Everytime you fill up with gas (if you can), remember the part that Teddy, John Kerry, Boxer and Feinstein, Hillary and Chuckie "cheeze" Schumer, the Snowe gal of Maine, and others have helped cripple US Energy policy!
Oh, I wouldn't say that. Looks like at least 50 of us have in the past few minutes.
LMAO!
You're wrong! I read it and loved it, and you can bet it will be read by others who aren't beholden to the Kennedy's. People outside Massachusetts wouldn't vote for Ted Kennedy for dog catcher....we know he should have been sent to prison for being responsible for the death of a young woman and then committing perjury in a cover up of the facts.
We'll pick them up in the same van we send to collect John Kerry's military records and Bill Clinton's medical records.
LOL! Great line. Ann comes up with so many good ones!
A day without Annie bashing a Kennedy is like a day without sunshine.
teddy hiccup is an old fool, an embarassment to mankind and a buffoon, he needs to shut up and go away, period. It amazes me, his kids are worried about Joan when they really should be worried about teddy, he's gone mad and has been mad for quite awhile now.
This is the only woman I would abandon my wife for. Well, not really. This is the only woman I would fantasize about abandoning my wife for.

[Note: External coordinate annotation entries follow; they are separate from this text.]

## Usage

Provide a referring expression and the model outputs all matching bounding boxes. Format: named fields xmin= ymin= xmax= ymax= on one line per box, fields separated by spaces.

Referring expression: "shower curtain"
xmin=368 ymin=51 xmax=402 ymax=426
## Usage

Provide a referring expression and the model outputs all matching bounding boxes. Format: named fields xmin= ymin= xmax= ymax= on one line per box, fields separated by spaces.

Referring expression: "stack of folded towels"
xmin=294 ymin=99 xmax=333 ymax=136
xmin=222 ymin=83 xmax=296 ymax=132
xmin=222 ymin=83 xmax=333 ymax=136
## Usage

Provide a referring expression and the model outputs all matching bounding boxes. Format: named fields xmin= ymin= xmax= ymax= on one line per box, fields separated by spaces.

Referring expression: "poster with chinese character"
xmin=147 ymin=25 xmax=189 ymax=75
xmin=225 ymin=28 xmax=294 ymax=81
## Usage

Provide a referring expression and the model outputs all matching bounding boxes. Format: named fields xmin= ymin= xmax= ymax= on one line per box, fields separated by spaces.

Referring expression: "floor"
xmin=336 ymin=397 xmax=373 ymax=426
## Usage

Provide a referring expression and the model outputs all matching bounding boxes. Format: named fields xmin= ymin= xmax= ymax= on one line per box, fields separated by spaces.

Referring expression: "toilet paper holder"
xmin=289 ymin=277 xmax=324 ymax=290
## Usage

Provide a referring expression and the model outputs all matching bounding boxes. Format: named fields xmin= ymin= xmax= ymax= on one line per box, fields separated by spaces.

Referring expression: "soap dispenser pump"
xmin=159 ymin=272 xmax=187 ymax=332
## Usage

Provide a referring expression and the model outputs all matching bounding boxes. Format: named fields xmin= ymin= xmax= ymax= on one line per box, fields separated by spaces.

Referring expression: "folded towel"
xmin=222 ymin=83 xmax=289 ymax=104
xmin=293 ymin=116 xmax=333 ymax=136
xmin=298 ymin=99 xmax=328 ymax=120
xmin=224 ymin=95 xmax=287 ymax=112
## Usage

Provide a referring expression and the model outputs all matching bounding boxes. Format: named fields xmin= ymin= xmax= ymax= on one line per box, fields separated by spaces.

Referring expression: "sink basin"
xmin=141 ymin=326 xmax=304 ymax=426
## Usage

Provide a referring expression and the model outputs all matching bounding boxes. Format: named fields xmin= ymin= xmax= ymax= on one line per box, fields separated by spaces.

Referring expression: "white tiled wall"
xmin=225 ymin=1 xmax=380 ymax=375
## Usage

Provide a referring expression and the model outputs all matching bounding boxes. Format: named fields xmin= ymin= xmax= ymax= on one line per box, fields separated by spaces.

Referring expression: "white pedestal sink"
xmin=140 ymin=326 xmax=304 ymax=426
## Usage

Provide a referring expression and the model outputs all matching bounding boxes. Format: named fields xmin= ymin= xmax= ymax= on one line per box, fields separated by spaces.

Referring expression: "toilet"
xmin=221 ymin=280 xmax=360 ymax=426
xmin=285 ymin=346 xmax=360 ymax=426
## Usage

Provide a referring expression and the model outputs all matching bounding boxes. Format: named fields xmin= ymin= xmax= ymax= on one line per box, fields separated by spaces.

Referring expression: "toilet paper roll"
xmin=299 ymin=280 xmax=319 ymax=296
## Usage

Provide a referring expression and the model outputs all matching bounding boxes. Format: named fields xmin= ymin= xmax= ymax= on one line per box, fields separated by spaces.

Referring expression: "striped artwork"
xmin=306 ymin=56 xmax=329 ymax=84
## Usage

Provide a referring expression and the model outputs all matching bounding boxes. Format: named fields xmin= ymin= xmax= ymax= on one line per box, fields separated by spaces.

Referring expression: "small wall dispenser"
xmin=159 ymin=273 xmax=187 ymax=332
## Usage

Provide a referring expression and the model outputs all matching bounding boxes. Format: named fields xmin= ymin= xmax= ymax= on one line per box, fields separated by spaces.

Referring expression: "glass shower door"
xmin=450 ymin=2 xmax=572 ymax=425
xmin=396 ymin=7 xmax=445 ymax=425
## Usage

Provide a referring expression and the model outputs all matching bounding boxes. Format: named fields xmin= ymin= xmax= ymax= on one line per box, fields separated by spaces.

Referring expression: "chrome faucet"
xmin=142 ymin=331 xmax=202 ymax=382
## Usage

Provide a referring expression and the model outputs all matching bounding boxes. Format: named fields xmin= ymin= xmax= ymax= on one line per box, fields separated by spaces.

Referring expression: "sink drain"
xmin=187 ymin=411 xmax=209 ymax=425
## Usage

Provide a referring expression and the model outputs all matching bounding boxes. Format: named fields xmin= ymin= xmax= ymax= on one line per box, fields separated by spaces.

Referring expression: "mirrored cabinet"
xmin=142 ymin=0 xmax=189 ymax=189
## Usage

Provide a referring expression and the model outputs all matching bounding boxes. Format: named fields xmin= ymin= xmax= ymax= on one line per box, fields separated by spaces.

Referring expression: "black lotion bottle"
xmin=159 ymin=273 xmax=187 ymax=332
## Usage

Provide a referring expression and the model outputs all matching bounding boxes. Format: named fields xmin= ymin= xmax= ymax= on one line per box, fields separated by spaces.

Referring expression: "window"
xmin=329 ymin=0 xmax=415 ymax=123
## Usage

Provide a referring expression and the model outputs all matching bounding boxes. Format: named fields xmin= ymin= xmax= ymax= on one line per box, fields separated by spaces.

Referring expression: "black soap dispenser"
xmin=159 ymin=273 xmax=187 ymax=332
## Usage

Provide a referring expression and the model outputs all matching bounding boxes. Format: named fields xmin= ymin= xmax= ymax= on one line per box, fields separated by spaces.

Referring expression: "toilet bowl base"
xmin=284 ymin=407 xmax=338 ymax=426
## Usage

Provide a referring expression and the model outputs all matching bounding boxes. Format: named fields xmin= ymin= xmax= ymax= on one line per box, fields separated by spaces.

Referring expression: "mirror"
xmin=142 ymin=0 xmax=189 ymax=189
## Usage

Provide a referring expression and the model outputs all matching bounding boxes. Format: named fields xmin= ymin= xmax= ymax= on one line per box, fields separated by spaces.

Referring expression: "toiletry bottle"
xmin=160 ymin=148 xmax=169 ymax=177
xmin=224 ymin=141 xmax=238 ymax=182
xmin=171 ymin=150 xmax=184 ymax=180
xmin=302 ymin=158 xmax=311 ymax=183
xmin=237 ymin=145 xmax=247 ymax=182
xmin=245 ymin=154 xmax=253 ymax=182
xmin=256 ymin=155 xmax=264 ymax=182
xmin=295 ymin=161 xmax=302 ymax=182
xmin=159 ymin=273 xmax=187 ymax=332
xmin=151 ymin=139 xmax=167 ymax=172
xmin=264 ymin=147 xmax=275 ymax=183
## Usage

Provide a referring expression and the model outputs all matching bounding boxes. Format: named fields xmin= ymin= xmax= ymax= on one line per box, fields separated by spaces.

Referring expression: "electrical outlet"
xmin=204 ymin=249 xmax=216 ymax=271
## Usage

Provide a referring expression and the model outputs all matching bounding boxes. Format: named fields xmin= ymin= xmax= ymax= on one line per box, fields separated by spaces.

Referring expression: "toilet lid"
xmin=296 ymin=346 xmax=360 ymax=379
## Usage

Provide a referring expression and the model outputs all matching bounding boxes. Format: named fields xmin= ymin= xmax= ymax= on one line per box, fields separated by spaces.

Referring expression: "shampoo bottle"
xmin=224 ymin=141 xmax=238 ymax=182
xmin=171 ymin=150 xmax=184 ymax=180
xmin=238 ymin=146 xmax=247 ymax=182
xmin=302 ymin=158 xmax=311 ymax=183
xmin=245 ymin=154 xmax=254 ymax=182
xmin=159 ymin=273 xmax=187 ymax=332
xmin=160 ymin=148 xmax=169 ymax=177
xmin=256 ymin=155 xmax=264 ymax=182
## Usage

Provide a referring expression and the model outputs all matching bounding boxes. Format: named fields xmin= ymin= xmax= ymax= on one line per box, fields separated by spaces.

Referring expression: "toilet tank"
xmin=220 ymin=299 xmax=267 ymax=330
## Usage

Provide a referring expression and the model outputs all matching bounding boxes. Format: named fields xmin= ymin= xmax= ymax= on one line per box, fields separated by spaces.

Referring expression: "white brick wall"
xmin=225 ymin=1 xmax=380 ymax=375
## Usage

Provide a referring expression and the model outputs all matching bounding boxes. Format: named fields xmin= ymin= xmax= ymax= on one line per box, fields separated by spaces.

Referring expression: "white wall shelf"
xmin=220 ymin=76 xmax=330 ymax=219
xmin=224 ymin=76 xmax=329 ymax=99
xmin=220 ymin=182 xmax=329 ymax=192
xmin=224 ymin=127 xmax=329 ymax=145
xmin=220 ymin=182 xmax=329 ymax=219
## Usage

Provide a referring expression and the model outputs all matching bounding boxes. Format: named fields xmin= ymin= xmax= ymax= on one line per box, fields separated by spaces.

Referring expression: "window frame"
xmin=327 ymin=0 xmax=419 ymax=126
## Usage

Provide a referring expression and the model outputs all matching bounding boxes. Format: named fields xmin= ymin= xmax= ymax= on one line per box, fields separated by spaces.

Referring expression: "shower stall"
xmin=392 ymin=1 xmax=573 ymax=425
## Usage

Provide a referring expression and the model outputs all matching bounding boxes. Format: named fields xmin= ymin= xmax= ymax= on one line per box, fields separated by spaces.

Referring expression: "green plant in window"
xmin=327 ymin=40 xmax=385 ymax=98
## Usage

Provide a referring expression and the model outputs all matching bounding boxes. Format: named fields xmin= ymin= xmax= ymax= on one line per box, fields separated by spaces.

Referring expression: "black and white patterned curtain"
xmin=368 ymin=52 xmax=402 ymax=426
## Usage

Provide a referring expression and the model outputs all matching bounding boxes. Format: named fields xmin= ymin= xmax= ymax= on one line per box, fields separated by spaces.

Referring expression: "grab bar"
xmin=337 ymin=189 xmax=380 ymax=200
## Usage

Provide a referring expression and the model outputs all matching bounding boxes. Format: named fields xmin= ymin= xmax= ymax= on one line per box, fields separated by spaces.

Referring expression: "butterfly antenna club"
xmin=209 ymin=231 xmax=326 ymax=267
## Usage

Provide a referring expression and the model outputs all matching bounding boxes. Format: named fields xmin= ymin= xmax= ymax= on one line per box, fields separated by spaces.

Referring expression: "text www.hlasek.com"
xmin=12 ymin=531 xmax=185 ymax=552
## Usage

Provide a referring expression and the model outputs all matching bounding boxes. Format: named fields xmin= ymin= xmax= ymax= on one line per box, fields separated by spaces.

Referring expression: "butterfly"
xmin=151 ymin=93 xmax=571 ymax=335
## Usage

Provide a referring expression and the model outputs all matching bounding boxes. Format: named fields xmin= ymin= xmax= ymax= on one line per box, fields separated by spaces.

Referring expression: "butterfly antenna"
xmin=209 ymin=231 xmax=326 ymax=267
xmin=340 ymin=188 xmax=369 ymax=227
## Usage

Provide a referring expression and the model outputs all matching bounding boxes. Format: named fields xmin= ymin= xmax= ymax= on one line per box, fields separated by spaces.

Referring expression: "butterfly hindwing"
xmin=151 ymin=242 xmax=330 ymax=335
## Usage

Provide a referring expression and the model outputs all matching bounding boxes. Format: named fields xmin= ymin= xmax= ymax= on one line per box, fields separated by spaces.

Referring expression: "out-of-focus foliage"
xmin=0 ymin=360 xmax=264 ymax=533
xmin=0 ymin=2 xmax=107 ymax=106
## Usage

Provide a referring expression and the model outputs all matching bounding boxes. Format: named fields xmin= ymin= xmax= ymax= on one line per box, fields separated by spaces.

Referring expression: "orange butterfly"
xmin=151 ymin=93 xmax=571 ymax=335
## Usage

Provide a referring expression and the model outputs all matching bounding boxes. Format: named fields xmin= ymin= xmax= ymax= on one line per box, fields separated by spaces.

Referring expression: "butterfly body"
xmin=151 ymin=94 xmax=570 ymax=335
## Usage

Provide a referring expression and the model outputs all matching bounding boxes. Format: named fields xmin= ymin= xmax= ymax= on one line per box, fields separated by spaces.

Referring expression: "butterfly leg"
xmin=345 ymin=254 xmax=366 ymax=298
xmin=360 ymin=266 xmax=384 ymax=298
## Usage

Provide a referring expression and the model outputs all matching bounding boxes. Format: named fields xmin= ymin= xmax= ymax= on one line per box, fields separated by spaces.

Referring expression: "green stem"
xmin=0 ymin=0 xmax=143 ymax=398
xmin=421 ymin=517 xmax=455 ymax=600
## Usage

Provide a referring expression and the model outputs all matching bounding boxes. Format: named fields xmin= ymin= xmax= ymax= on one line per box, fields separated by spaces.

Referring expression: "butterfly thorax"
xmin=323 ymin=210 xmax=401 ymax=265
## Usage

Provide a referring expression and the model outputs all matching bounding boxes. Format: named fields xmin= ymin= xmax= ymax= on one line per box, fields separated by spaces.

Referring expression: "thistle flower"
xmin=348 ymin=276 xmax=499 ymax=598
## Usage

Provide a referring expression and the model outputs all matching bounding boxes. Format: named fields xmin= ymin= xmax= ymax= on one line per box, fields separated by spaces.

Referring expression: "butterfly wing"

She is so-o-o-o-o kick @ss I can even overlook her supermodel figure. A few cheeseburgers and a nightly bottle of beer or two will bring her into nice condition...
Lots of us inside Massachusetts wouldn't vote for him for dog catcher either, but we're outnumbered! Oh well. I'm glad he does our candidates good in the other 49 states when he wins here. :)
'The libs have created the gas crisis' -- and right you are. It's pretty tedious, too, to hear them complaining about gas prices, after voting in tax after tax due to liberal guilt. And then whining. It's getting darned tedious.
I just read it.
The original bridge where Teddy killed Mary Jo Kopechne has been torn down!
"Perfect!"
Yes, she is. Brilliant, gorgeous ... and very, very funny. Her column is not perfect, though. I'll deduct one point from it just because Ted Kennedy is such an easy target.